Van dat beeld blijft geen spaan meer heel wanneer ik in direct fysiek contact kom met misschien wel mijn grootste tegenstander in dit leven: de kleerhanger.

Nu is één zo’n laf hangertje nog wel redelijk te hendelen. Die moffel ik weg in één snelle, smetteloze handeling en dan praten we nergens meer over. Maar wanneer de hangers zich op gaan houden in groepen van meer dan twee, breekt bij mij langzaam de tering uit.

Ze dóen het er ook om. Als een stel pubers met teveel tijd dat ergens rondhangt, liggen ze doelloos klikkend en lusteloos in elkaar verstrengeld, met maar één doel: hun poot stijf houden.

Wanneer ik na veel vijven en zessen klaar ben met de klerenpuzzel en er voorzichtig een hanger uitvis, plakt er altijd een tweede exemplaar aan vast, dat ik nog niet eerder had gezien en dat op zijn beurt in de verkeerde hoek (zal je altijd zien!) verbonden blijkt te zijn aan een voor mij volkomen nieuwe subgroep hangers, die daardoor vervolgens onhandig in beweging komt, allemaal onderweg naar het bloed onder mijn nagels.

Met een Greenpeace-achtige koppigheid lijken ze allemaal te zeggen: wij werken onder geen enkel beding mee. Er valt ook niet mee te onderhandelen! Ik krijg geen centimeter kado en het ongeduld stoomt inmiddels als rook uit mijn oren.

Nu hoor ik u denken: kom kom, dan is er misschien eentje die het verpest voor de rest. Maar dat argument is kul: zelfs voor een doorgewinterde professional als ik met een kast vol pakken, valt er met deze ondingen geen afspraken te maken.

Ik heb ook geprobeerd ze individueel aan te pakken, maar ook dat biedt geen soelaas want je houdt ze niet uit elkaar, deze hooligans onder de huishoudelijke accessoires, die — als het aan mij lag — allang stuk voor stuk en zonder pardon een stadionverbod hadden gekregen.

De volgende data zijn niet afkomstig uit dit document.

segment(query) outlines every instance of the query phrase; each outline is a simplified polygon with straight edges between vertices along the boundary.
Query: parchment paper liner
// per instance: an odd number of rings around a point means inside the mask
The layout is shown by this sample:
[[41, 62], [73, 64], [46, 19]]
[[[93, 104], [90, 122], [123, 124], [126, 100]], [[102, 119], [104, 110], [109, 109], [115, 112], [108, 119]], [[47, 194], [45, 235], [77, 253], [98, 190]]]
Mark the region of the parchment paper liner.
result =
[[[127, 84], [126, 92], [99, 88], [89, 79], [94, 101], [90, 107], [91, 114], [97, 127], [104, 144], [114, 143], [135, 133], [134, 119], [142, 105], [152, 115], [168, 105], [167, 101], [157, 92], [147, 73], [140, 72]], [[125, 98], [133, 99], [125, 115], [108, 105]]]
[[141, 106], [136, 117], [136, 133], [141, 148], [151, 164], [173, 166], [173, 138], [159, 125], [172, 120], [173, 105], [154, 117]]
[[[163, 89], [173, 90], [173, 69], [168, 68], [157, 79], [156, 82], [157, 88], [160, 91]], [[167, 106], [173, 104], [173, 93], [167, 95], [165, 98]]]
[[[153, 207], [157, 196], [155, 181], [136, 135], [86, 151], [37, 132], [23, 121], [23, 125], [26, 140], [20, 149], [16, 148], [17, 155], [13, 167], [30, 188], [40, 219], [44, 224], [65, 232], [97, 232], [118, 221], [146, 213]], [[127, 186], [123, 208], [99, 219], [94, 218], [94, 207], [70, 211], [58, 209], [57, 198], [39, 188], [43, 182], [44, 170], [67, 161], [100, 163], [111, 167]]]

Ze proberen mij kapot te maken, deze vergissingen van de schepping zonder vorm, logica en gebruiksvriendelijkheid. Al loop ik levenslang niet goed in de vouw, al moet ik in elke stad een nieuw pak kopen, al moet ik mijn slaapkamer vol zetten met honderd stoelen, de hangers kunnen de klere krijgen.

tom beek (c) hans reitzema

Tom Beek, saxofonist, tekstschrijver, webdesigner en fotograaf. Onregelmatig op Twitter en Instagram. Eindredacteur Jazz Bulletin. Nerd/helpdesk/detective. Gek op jazz, koffie en camera's. Ruikt aan boeken.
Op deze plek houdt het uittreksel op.